Thursday, May 23, 2013
Quiet House
By OFW editor: Renée Miller
Published: August 16, 2012


By Laura Riley

I need some quiet; a moment of peace. Please, please stop. Why are you doing this? What am I doing wrong?
I tell myself she’s just a baby. She’s not doing it on purpose, but why in the world would she fight off glorious, beautiful, sleep?
Shut the hell up! Stop crying for just five minutes! I can’t even hear myself think!
The crying is unrelenting.
What do you want from me? I've tried everything I can think of. What do you need? What can I do to make you shut up and sleep?
Bouncing. Rocking. Singing lullabies. These are my days and nights. Anything to get me a few moments of silence, but moments are all I seem to get.
Drop her. Throw her. Shake her. Just shut her up.
No. That’s insane. How could I even think that? I am a horrible mother. She isn’t doing this on purpose. She’s a baby. I'm nuts.
My better judgment spends most of the time shouting down my vicious and unfeeling demons. I don’t know how long it will be before my good side loses the battle with the darkness that threatens to smother my conscience.
Passing a mirror in the hallway, I pause at the stranger looking back at me. Her face is bloated and lined; a mere echo of my former self. Once radiant and smiling, my eyes are now heavy and with each blink the temptation to keep them shut tortures me. The person that I used to be is gone.
##
Apart from nursing and stolen seconds of sleep, the only time that she is quiet is when I take her for a walk. It is freezing outside, so I can't do this often. A walk in the bleak, dead winter doesn’t do much to revive my spirits, but I need the quiet. Giving my ears a rest and my head a chance to regroup, I load her into the stroller and head out.
“She is precious and so well-behaved. Congratulations, you must be so proud. How are you finding motherhood?” my elderly neighbor clucks happily, briefly interrupting her morning walk with her terrier.
“Yes, she is a blessing. I love being a mother,” I lie. I know what people want to hear. I do my best to shore up the cracking veneer of contentment that I plaster on my face for their eyes.
As I walk, I contemplate telling my husband how bad things are when he isn’t around. How do you tell someone that you think the things that no mother should think? Saying them out loud makes them more than just thoughts.
“Hey honey, I thought about killing the baby today. Don't worry, it's not the first time I've thought it, but it is more tempting every day. How are things at the office?” I don’t think so.
He’ll take her away. He'll hate me.
Definitely not. This will pass. It’s just baby blues. Everyone goes through this. It will pass and I will have scared him for nothing. I'm behaving like a baby myself. I have to stop feeling sorry and be a mother.
##
Make her be quiet! I’ve told you it doesn’t matter how. Just...do it.
I only need an hour or two. Two months without sleep has finally driven my sense of reason to a place where it can no longer be heard. It probably left in search of quiet. Sweet, peaceful quiet.

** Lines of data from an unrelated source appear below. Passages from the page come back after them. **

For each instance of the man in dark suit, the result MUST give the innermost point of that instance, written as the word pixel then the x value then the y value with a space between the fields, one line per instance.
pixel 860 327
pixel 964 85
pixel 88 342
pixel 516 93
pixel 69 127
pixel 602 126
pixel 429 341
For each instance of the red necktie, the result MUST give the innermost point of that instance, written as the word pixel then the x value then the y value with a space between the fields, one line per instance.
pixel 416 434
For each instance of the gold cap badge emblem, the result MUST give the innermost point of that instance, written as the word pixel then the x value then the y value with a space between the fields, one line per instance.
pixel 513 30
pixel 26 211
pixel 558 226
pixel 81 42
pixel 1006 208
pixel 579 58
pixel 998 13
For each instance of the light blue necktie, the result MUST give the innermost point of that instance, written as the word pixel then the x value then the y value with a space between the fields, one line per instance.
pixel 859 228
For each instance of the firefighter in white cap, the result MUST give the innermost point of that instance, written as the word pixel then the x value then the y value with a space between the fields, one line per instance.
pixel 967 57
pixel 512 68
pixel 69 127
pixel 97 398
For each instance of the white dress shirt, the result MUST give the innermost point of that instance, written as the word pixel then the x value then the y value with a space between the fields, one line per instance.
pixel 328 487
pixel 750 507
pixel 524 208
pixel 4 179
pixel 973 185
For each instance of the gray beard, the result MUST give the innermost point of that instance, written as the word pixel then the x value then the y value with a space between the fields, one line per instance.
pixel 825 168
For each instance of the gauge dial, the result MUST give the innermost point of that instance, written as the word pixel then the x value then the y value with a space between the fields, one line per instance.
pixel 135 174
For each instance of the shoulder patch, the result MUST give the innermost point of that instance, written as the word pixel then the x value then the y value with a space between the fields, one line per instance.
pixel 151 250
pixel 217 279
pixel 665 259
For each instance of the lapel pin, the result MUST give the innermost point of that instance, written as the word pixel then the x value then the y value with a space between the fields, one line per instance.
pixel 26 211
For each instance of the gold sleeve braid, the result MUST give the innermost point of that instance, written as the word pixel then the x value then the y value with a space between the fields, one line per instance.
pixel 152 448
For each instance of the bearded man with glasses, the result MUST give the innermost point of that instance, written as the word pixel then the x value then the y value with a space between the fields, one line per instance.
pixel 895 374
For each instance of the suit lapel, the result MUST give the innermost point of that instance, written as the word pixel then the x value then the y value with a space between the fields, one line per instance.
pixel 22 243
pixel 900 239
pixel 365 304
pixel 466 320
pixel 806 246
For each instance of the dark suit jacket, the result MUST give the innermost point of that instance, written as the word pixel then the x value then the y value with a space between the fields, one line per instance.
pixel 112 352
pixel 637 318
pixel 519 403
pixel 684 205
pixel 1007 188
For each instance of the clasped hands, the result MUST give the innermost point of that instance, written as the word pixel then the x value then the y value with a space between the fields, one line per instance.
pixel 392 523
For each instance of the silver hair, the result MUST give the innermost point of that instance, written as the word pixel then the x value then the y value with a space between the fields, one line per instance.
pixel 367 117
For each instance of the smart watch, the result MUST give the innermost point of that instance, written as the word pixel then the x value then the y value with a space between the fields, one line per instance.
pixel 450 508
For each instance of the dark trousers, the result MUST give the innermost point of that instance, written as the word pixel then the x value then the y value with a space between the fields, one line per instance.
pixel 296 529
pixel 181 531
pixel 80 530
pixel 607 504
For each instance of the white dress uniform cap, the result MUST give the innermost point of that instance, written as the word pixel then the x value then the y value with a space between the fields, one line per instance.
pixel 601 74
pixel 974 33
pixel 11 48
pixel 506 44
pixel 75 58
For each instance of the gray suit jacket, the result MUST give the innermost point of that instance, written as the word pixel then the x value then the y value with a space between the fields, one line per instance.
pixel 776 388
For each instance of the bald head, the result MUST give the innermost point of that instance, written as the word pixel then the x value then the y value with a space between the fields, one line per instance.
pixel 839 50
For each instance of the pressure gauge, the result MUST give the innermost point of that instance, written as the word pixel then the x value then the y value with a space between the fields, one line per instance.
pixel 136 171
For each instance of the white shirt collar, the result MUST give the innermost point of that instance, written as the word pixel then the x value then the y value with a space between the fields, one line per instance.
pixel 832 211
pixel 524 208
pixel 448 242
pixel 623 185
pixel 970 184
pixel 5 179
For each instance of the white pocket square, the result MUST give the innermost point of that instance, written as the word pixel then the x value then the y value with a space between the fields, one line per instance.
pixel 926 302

She’ll feel better after she sleeps. If you make her sleep, she'll understand.
She will. Won't she? Yes. We’ll both feel better when it’s quiet.
Oh God, I need help.
I'll call the doctor in the morning. She’ll prescribe something. Xanax. Zoloft. Prozac. Something to get through this. For now, I just need get through the night.
Okay. That’s what I’ll do. The doctor will know how to fix this. Know how to make me stop thinking these horrible things.
I pick up the plush monogrammed quilt from the side of the crib, a gift from someone, but I can't remember who. It's softness tickles my hands as I ball it up and lift it over the rail of the crib. "Shh, baby."
The piercing cries are muffled and the room spins. Yes, she'll sleep and we'll go to the doctor tomorrow.
The house is silent. Darkness clouds my thoughts and I feel myself slipping to the floor. She is finally quiet.